We trusted tool descriptions too much. The model interprets tool descriptions to decide when to use them. Subtly misleading descriptions caused bizarre routing decisions. Our calendar subagent's create_event tool originally described itself as "schedule a meeting or event." Users asking to "set a reminder" would trigger it, creating calendar events instead of reminders. Precision in descriptions is worth obsessing over.

The Road Ahead

MCP is still young. The specification continues to evolve, and the ecosystem is growing rapidly. We're watching several developments closely.

Streaming tool responses would enable subagents to return partial results as they process. Imagine querying "summarize my last 100 orders" and seeing results stream in as each batch processes.

Standardized observability would give us better visibility into subagent behavior without instrumenting each implementation individually.

Federated discovery would let subagents advertise themselves in a registry, enabling dynamic capability expansion.

But even in its current form, MCP has fundamentally changed how we think about AI architecture.
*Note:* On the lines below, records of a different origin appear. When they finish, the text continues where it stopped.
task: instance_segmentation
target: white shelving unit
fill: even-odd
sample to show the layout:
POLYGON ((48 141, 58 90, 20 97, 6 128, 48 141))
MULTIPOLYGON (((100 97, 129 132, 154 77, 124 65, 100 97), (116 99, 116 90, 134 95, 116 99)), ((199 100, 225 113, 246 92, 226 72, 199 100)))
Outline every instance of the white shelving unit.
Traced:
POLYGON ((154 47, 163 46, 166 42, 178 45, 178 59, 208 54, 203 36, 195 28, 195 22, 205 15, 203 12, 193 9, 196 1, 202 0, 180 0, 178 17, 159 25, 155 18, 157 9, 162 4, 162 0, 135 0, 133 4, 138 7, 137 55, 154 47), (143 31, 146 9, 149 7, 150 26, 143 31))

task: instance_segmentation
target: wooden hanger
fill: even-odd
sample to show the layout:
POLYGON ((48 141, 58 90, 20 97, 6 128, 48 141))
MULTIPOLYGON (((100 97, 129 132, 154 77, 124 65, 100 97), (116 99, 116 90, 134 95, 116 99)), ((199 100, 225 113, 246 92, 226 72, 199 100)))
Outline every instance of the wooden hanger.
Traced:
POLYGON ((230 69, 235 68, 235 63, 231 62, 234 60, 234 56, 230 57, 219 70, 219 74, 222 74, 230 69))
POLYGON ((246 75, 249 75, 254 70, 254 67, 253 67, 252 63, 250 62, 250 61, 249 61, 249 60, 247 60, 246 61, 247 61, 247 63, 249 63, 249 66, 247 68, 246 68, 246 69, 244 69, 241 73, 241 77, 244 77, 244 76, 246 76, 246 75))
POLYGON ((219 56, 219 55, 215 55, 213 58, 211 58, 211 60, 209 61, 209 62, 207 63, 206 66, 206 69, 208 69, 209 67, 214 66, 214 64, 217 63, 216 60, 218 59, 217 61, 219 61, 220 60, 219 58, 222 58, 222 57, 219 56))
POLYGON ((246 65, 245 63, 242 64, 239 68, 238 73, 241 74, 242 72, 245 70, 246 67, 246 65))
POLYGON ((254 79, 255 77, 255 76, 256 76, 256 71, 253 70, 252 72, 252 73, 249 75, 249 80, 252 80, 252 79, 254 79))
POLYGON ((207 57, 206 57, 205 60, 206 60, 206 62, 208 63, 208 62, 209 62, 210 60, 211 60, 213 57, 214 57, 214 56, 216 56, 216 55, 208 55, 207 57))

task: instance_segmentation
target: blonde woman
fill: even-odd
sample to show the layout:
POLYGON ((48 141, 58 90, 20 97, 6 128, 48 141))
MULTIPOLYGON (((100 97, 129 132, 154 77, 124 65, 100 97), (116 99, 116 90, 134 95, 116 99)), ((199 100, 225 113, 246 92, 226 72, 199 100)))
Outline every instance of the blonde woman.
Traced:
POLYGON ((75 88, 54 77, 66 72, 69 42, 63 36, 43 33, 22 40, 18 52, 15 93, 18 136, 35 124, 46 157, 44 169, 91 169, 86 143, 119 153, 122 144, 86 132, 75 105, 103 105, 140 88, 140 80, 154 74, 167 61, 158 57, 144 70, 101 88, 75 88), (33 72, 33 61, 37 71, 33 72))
The question is no longer "how do we connect our agent to everything?" It's "what specialists should we deploy, and how should they collaborate?"

The protocol solved our integration problem. The subagent pattern solved our cognitive load problem. Together, they've given us an architecture that scales—not just technically, but conceptually.

We started with an AI that tried to know everything. We ended with a team of specialists that know their domains deeply. MCP was the language that let them talk.